Outside this chamber, just yesterday, there were individuals shouting, questioning and jeering about who the traitors may be. Members of Parliament had to walk past these individuals on the members' way to the House to do their work. I believe we must find a way to disclose which MPs are knowingly, intentionally, wittingly or semi-wittingly engaging with foreign states or their proxies to undermine Canada's democratic processes and institutions. I believe this can be done in a way that does not compromise national security.

If there are no consequences for MPs who knowingly help foreign governments act against Canadian interests, we will continue to be an easy target. This will further erode the trust and faith Canadians have in our democratic processes. If allowed to continue, it will further impugn the integrity of the House. Revealing any member of Parliament, former or present, who is a willing participant in foreign interference activities would have the effect of deterring this kind of behaviour. Moreover, it would send a clear message to those foreign states that this cannot continue and that they will not be able to continue to use parliamentarians in this way. This will further reassure the public of the integrity of the House.

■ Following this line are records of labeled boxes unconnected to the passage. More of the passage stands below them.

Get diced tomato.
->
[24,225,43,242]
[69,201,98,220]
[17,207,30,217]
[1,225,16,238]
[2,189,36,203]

I strongly believe that the House should refer the matter to the procedure and House affairs committee. A possible way to deal with the issue would be for committee members to undergo the necessary security screening to examine the unredacted report and look into the allegations about parliamentarians who were “‘witting or semi-witting’ participants in the efforts of foreign states to interfere in our politics.” We could allow the named parliamentarians to be informed and to come before the committee as witnesses; we could then explore options on how to disclose the named parliamentarians without compromising national security or police investigations of the matter.